Todavía no había llegado la hora del almuerzo y aún seguía en la caja, recogiendo la compra, observando lo que tocaba hoy, agradeciendo estar viva para poder contarlo, comprando provisiones hasta más ver, pensando en los familiares y vecinos, preocupada, pero con aquella cara tan feliz, tan serena, tan obedientemente fiel, verdaderamente resignada, consciente de que somos transitorios y no somos tan inmensos. La gran lección: un ser anónimo reclamando su derecho a estar viva, pero sabedora que de que, como en décadas atrás, un mero temporal podía acabar con los esfuerzos de una familia, pero no con la esperanza. Doblegaría los miedos de toda la sociedad, pero jamás detendría los barruntos y las decisiones que se tomaban, por prudencia y que, casi siempre, daban buen resultado. Después de los relámpagos y los truenos siempre llegaba el arcoíris, después el olor a tierra mojada y, más tarde, todo se teñía de verde.

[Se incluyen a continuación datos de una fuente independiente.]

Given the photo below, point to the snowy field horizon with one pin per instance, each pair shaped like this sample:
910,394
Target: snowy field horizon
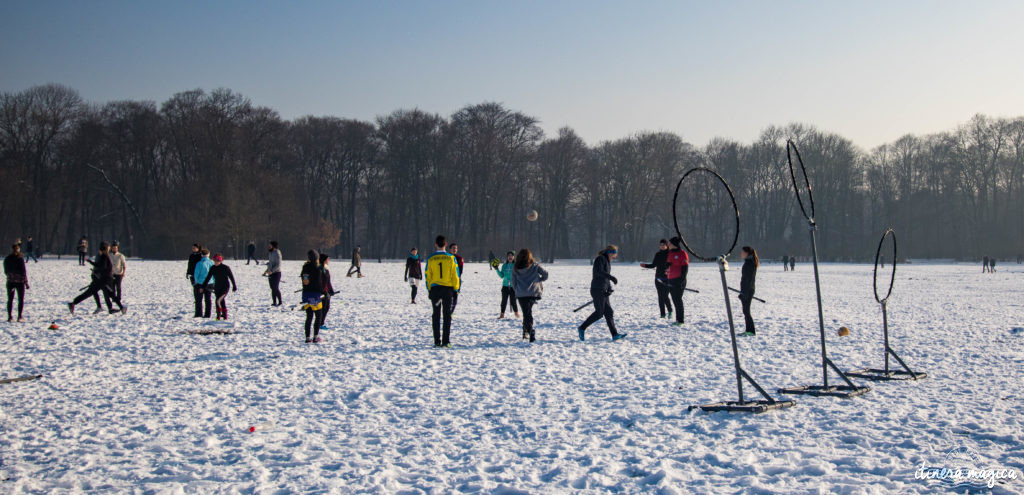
139,403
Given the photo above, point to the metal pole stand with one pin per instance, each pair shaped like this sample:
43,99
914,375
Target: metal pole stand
887,373
847,390
741,405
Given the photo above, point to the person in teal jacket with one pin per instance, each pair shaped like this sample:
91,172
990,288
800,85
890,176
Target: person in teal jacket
200,291
508,293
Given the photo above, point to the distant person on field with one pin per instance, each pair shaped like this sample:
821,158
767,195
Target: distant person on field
102,277
221,277
600,291
442,283
527,281
328,287
356,262
414,272
200,288
30,250
272,273
120,267
17,280
83,249
251,253
454,249
508,293
750,273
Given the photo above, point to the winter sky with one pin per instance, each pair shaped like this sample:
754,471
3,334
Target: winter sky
868,70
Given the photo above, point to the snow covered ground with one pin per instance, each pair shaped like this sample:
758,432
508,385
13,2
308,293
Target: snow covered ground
135,403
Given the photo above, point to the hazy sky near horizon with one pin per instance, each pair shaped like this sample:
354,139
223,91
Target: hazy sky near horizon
870,71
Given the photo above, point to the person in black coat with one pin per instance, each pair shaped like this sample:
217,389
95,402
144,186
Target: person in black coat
102,277
312,295
414,272
750,273
17,280
222,280
328,287
600,291
659,264
251,253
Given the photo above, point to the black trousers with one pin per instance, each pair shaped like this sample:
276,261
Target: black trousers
602,307
676,288
442,298
664,303
12,290
527,316
314,319
117,285
274,279
326,308
202,295
220,300
93,290
508,294
748,320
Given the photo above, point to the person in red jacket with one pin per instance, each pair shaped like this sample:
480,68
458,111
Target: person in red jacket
679,264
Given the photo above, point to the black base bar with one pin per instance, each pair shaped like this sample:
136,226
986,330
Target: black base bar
880,375
847,390
750,406
20,378
832,390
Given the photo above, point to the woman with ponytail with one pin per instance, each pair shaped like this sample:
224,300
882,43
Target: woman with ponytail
679,265
750,271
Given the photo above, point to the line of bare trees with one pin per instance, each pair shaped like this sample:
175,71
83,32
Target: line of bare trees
214,167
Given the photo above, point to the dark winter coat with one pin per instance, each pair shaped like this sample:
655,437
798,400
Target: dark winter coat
527,282
220,274
413,269
659,263
193,259
679,263
13,267
102,269
601,279
750,272
312,278
326,281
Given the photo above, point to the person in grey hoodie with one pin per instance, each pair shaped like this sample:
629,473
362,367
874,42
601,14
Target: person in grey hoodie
272,273
527,276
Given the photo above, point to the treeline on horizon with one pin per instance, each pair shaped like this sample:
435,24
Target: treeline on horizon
215,168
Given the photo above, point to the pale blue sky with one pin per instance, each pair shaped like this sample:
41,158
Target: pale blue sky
870,71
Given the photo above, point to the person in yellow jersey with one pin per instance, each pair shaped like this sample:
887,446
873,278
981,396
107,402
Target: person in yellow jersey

Se marchaban. Estaba preparada ya para recoger las bolsas e irse, junto con su marido. Ya había cumplido con el acopio, obedientemente tarde, sin proclamas ni soflamas. Ir de casa a la tienda y volver para estar informados. Eso era lo que tocaba. Esa mirada que registraba una vez más una parte de la historia de sus héroes: supervivientes que asumieron lo que tocaba.
Alrededor del hueco que dejó, había 6 líneas de caja con un incontable número de personas, que aguardaban turno en cada una con los carros llenos: jóvenes, madres y padres, estudiantes, despistados y críticos; había mucho ruido y estruendo. Nadie vaticinaría el silencio posterior. Dejé de escucharlos y verlos. Solo me había centrado, unos carros más atrás, en la mirada de una anciana de ojos dulces y valientes, aferrada a la vida junto a su marido. Y todo, hasta la sobreinformación despareció. Fueron el verdadero foco.